Vous êtes dirigeant d’entreprise et vous faites face à un contentieux ? Vous vous interrogez sur la notion de perte de chance et sur les modalités de son indemnisation ?
Lorsqu’une personne perd la chance d’obtenir un avantage, un gain ou encore un droit, elle va pouvoir chercher à obtenir réparation du préjudice qu’elle subit. Tel est le cas par exemple d’une personne qui n’a pas pu réaliser une plus-value sur une vente immobilière suite aux mauvais conseils prodigués par un professionnel pourtant tenu au devoir de conseil.
Mais alors qu’est-ce que la perte de chance ? Quelles sont ses caractéristiques ? Comment évaluer la perte de chance ? Que faire pour éviter ce genre de contentieux ? Et pourquoi est-il indispensable de se faire accompagner par un avocat spécialisé ?

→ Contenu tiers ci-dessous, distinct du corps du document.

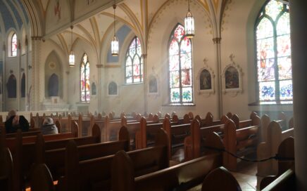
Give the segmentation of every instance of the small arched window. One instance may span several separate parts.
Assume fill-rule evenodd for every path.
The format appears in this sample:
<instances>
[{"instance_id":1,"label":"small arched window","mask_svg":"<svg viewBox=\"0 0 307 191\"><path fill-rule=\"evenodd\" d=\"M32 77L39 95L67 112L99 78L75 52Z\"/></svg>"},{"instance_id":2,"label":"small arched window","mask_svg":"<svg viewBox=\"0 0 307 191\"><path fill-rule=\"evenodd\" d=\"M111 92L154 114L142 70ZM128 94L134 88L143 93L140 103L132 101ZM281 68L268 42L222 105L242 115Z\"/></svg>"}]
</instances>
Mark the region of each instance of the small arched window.
<instances>
[{"instance_id":1,"label":"small arched window","mask_svg":"<svg viewBox=\"0 0 307 191\"><path fill-rule=\"evenodd\" d=\"M20 94L21 94L21 98L25 97L25 73L23 73L23 77L21 77Z\"/></svg>"},{"instance_id":2,"label":"small arched window","mask_svg":"<svg viewBox=\"0 0 307 191\"><path fill-rule=\"evenodd\" d=\"M255 36L259 101L292 101L289 6L277 1L266 1L256 22Z\"/></svg>"},{"instance_id":3,"label":"small arched window","mask_svg":"<svg viewBox=\"0 0 307 191\"><path fill-rule=\"evenodd\" d=\"M17 56L17 35L14 33L11 40L11 56Z\"/></svg>"},{"instance_id":4,"label":"small arched window","mask_svg":"<svg viewBox=\"0 0 307 191\"><path fill-rule=\"evenodd\" d=\"M127 50L125 62L125 83L143 81L143 63L142 62L141 43L137 37L133 38Z\"/></svg>"},{"instance_id":5,"label":"small arched window","mask_svg":"<svg viewBox=\"0 0 307 191\"><path fill-rule=\"evenodd\" d=\"M82 102L90 100L89 62L87 55L84 53L80 65L80 96Z\"/></svg>"},{"instance_id":6,"label":"small arched window","mask_svg":"<svg viewBox=\"0 0 307 191\"><path fill-rule=\"evenodd\" d=\"M192 55L191 39L184 27L177 24L168 44L169 86L170 103L192 103Z\"/></svg>"}]
</instances>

Me Matthieu Chauveau, avocat spécialisé dans le domaine du contentieux, décrypte pour vous le sujet de la perte de chance.
La perte de chance : définition
Dans quelles situations concrètes entre dirigeants peut se poser la question de la perte de chance ?

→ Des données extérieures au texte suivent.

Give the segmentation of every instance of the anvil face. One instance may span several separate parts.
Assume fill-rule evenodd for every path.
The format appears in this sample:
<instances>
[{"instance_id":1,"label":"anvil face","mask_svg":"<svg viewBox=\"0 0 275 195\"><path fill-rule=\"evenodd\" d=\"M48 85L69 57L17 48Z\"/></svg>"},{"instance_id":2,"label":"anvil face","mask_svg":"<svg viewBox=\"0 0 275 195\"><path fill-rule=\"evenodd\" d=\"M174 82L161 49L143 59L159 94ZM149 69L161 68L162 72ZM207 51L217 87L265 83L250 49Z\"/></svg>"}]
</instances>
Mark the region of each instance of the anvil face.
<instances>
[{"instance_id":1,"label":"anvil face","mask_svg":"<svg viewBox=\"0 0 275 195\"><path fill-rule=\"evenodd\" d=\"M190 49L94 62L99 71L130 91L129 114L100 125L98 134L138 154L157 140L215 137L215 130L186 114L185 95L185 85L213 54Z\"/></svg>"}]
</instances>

Tout d’abord, sachez qu’il n’existe pas de définition « fixe » de la perte de chance. Cette notion a en effet connu plusieurs évolutions puisqu’il s’agit d’une construction jurisprudentielle c’est-à-dire une notion née à la suite de décisions par les tribunaux. La perte de chance s’analyse comme « la disparition actuelle et certaine d’une éventualité réparable » (Cass. 2e civ., 7 nov. 2013, no 12-27.946 ; Cass. soc., 1er déc. 2009, no 08-40.512 ; Cass. 1re civ., 14 mai 2009, no 08-15.335 ; Cass. 1re civ., 4 juin 2007, no 05-20.213, Bull. civ. I, no 217).
Mais qu’est-ce que cela veut dire ? Il est parfois difficile de saisir l’étendue de cette notion.
Par exemple, vous n’avez pas remporté un marché à cause d’un de vos transporteurs. Mais rien ne garantit que vous auriez remporté ce marché si tout s’était bien passé. C’est là toute la difficulté dans l’analyse de la perte de chance puisqu’il est nécessaire de déterminer dans quelle mesure un événement qui ne s’est jamais réalisé au vue des circonstances, aurait pu se produire en temps normal.
La perte de chance existe donc dans des situations multiples. Il a par exemple été considéré comme pouvant être réparé, le dommage résultant de la perte de chance :
- de pouvoir gagner un procès du fait de la faute d’un huissier de justice ;
- de faire un profit intéressant à la suite de la revente d’un immeuble ;
- de pouvoir louer des appartements à la date originellement prévue à cause du retard pris dans la construction de l’immeuble ;
- de conclure un contrat avantageux ;
- de recevoir le paiement d’une créance ;
- de percevoir des gains professionnels à cause car vous ne pouvez plus travailler à la suite d’un accident ;
- de pouvoir céder des parts sociales de votre société à un prix plus attractif ;
- d’un avocat qui omet de faire un recours contre une décision qui aurait pu permettre à son client d’être indemnisé ;
- d’une société qui manque à son devoir de conseil et qui, par ce manquement, a fait perdre à son client la possibilité de mieux investir son argent ;
- de ne pas obtenir un emploi à cause de la délivrance tardive d’un diplôme.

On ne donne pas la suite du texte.